I do sometimes think, “Am I always going to be in New York?” In a way, it’s destiny, in that even if I try to find somewhere else to move, I just can’t. But, of course, it’s not destiny—it’s my mind that is blocking that.
When John and I were about to go to Japan to see my parents for the first time, he said, “I bet they live in a hole or something.” And I thought, “Just you wait.” Isn’t that funny?
Everybody is creative. These days, I think that’s truer than ever. There were very few activists in our day, when we were doing “Bed-in” and things like that, but now probably 90% of the people in the world are activists.
The main criticism I got for the instruction paintings was about how arrogant I was, telling people what to do. Can you imagine? Instead of saying, “Thank you.” It typified the image they were giving me: this arrogant woman. Or they just thought, “Oh, she’s one of those kooks.”

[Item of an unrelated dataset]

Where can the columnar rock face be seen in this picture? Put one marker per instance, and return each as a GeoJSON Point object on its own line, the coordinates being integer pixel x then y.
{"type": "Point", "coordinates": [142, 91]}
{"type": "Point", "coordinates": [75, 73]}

‘A life of not being challenged and only hearing what you want to hear is being dead’
I never think of things as being a long time ago. Everything is getting more one-dimensional now. The other day, I was just pulling a chair over to the wall so that I could clear a space, and I thought, “I did this when I was 2½.” Experience repeats itself. There is that belief that just before you die, you go through everything you’ve done in your life. Now, I really believe it. I remember very interesting details about the smallest things. You turn a corner and think, “I turned a corner in exactly this way in Italy that time.” It just all comes back.

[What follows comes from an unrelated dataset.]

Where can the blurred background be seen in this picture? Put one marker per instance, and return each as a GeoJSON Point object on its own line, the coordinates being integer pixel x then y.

I always thought that I was dealing in the future—creating the future and the unknown, which is far more interesting and exciting.
When I titled one of my works “Surrender to Peace” and sent it to the New York Times many years ago, the criticism I got was that it wasn’t grammatical, that you can’t surrender to something abstract. And that was them being annoyed about the fact that I was being political. But it just showed their thinking, you know, “She’s an Asian. We’ll intimidate her.”

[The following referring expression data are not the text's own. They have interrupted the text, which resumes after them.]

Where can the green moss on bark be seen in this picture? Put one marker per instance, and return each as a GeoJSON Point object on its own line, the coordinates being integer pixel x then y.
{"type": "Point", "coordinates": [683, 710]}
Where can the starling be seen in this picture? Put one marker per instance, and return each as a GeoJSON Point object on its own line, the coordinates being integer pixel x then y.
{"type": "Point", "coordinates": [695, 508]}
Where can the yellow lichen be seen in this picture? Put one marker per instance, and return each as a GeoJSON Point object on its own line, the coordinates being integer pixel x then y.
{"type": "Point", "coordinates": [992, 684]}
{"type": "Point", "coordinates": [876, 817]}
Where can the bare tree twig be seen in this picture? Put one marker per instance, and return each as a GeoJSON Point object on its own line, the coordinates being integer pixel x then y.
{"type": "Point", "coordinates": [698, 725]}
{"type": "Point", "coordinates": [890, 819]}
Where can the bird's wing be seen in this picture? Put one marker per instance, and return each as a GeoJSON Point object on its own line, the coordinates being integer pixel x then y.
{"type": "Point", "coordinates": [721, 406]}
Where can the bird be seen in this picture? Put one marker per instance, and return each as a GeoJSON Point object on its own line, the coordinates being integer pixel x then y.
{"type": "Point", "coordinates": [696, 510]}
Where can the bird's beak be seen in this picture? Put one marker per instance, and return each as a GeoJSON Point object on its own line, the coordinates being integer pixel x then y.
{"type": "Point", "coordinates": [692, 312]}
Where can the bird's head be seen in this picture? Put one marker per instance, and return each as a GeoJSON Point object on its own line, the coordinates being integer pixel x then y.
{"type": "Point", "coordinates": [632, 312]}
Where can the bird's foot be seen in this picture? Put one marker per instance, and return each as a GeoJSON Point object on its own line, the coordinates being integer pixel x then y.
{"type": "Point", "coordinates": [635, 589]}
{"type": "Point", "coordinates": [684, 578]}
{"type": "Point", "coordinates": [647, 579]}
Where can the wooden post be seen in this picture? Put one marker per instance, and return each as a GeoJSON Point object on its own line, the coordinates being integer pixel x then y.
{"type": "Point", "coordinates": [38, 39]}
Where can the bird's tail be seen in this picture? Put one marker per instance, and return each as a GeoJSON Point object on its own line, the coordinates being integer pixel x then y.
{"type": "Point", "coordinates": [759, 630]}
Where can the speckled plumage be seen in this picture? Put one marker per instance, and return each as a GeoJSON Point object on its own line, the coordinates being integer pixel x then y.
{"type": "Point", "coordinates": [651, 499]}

John was so intelligent, so quick. I didn’t have to explain, and we didn’t have to talk about what had happened. We just immediately knew that we understood each other.
Folkestone reminded me of the first time I went to Iceland. I was really upset that the world seemed to be only into centralization, globalization…. I thought that the way to go was to localize things, to give energy to all these communities and make a difference that way. So I went there thinking, “This is great. This is a place that is never talked about. I’m going to go there and revive them.” And, in fact, they gave me far more than I was giving them.
Women have come a long way. We should be proud of that. We jumped and hopped and came to this point instead of just walking.